Factor ThisBy David Strom | Posted 2008-06-26 Email Print
There’s a lot to consider before you implement two-factor authentication, because it touches your enterprise infrastructure, applications and networks.
Before you invest in any two-factor authentication solution, review your portfolio of applications, user logins, and other items that require credentials or passwords. Then consider:
- How much of this infrastructure do you want to augment with two-factor methods? Implement the applications that are most at risk and contain the most sensitive data, and work your way down. OhioHealth began by deploying remote access and then moved on to its medication ordering systems, while the University of Minnesota began with mission-critical enterprise applications.

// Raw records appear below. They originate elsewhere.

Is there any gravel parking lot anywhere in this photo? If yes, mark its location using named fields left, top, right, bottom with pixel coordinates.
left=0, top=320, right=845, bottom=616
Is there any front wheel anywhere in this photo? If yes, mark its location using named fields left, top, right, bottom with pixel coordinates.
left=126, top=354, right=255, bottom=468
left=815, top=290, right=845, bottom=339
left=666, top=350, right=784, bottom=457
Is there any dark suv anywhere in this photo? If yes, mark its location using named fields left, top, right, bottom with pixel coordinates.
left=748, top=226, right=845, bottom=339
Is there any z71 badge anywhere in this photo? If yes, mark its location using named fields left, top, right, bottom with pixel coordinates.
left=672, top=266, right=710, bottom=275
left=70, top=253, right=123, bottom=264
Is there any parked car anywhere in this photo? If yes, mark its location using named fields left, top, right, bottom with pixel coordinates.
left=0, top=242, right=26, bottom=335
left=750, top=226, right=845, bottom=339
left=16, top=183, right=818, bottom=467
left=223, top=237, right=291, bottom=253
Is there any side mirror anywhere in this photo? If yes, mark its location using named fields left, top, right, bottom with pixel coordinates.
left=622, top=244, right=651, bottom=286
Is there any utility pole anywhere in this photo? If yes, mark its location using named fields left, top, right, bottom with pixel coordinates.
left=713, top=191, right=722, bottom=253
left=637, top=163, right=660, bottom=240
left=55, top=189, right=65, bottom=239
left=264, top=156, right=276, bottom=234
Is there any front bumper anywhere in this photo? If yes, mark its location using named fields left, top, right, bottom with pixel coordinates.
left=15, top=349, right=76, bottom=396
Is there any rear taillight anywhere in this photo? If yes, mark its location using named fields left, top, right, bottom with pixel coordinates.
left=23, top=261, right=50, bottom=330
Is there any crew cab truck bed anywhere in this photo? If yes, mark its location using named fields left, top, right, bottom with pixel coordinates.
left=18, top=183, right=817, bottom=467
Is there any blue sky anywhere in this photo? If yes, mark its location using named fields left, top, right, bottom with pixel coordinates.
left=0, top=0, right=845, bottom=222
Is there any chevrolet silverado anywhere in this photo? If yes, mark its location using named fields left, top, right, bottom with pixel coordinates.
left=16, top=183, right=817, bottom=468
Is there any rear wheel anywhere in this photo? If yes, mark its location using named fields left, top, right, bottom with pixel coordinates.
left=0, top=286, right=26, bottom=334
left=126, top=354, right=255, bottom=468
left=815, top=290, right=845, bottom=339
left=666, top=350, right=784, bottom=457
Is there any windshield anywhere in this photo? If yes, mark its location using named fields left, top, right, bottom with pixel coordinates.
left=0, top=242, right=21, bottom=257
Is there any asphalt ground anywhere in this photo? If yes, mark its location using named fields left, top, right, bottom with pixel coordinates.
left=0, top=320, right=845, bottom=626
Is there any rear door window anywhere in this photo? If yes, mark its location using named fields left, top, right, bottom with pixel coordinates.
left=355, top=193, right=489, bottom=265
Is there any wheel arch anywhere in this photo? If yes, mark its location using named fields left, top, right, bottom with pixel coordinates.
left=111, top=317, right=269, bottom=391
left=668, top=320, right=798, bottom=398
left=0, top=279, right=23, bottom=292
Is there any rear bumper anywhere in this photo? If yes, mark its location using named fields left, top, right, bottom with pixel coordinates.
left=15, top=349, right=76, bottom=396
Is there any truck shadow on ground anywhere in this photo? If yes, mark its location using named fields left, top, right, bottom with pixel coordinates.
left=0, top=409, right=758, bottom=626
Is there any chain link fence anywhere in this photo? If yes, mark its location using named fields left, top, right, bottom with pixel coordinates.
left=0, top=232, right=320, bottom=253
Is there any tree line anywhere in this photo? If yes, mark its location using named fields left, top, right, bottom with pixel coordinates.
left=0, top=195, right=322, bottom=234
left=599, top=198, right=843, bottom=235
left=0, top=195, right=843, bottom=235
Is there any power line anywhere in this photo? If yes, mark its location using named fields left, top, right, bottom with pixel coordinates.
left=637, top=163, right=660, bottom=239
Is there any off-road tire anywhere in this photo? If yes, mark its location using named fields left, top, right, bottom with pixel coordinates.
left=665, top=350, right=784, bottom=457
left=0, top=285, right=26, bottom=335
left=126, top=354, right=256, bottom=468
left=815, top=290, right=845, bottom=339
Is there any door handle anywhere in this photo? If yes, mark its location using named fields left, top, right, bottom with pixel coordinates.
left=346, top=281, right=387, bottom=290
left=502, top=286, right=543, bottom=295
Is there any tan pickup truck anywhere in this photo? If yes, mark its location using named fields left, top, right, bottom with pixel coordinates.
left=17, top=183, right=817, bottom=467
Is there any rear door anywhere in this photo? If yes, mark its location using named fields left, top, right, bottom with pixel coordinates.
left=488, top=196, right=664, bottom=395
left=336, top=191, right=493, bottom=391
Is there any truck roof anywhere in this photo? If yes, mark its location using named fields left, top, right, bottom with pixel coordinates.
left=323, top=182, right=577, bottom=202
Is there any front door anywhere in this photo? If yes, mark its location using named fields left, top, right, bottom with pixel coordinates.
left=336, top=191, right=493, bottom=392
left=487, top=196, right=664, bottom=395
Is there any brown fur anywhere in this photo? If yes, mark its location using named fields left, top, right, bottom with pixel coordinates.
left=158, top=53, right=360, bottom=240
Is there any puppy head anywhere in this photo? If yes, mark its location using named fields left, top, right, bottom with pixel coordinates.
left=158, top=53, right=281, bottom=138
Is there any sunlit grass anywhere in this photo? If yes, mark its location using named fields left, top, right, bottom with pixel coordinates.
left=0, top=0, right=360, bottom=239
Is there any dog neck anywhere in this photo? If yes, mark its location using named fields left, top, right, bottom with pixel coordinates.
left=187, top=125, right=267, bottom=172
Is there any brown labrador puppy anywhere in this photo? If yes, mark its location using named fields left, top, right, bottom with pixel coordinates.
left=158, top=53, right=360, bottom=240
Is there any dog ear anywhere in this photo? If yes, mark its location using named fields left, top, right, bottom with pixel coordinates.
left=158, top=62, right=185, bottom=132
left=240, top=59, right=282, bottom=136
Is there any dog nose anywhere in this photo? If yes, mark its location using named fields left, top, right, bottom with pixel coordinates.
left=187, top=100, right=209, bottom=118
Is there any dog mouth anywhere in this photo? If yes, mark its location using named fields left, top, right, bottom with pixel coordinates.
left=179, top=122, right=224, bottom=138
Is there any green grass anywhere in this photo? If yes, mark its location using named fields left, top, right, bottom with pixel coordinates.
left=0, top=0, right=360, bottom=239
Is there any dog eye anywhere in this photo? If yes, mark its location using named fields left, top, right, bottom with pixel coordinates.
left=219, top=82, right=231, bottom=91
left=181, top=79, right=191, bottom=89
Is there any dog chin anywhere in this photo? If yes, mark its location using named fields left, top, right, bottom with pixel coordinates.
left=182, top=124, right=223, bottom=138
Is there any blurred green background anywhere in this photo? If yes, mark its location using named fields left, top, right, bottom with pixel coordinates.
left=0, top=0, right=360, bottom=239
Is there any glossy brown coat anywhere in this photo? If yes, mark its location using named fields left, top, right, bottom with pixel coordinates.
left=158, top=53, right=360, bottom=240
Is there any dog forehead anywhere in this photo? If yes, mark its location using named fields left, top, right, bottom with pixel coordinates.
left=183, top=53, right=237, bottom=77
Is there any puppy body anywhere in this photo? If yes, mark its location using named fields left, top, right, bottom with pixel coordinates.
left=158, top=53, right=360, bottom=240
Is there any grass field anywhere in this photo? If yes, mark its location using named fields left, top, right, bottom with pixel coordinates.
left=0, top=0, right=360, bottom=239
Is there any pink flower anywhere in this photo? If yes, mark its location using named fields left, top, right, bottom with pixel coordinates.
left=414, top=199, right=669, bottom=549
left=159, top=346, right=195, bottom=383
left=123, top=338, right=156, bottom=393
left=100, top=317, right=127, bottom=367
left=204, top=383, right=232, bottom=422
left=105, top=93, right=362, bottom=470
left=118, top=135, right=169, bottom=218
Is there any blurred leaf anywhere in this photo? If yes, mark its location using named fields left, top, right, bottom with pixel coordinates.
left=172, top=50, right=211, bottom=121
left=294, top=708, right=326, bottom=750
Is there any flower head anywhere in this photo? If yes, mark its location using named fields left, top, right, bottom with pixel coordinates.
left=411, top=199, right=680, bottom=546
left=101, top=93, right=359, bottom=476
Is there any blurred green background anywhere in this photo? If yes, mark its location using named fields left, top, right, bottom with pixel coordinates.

- Do you require Microsoft Active Directory integration, or can you spare the time to do the integration yourself? Voice Verified and RSA’s SecurID both require extra time for Active Directory integration; some solutions include more direct support.
- Do you want to use second factors for remote access, such as through a Virtual Private Network or a Citrix terminal server? Some products, such as Safe Word and MultiFactor, support various VPN gateways directly, minimizing installation hassles.
- How many users will you require to use the second-factor method? Are they internal staff, customers or business partners? Some companies begin pilots with a select group of IT staff and work outward. You will get user distress calls with any system, so prepare to train support people. The University of Minnesota deployed the M Key technology to small numbers of users over several months: “We didn’t want to send out 5,000 tokens in one week and overwhelm our support resources,” says Powell.
- Can you deliver tokens to your users, or must you use nontoken methods? OhioHealth needed a solution that allowed offsite doctors to order prescriptions for their patients, for instance.
- How do you delete or replace a lost token? Each vendor takes a slightly different approach, so this, like other aspects of two-factor authentication that affect your enterprise infrastructure, applications and networks, is worth further investigation.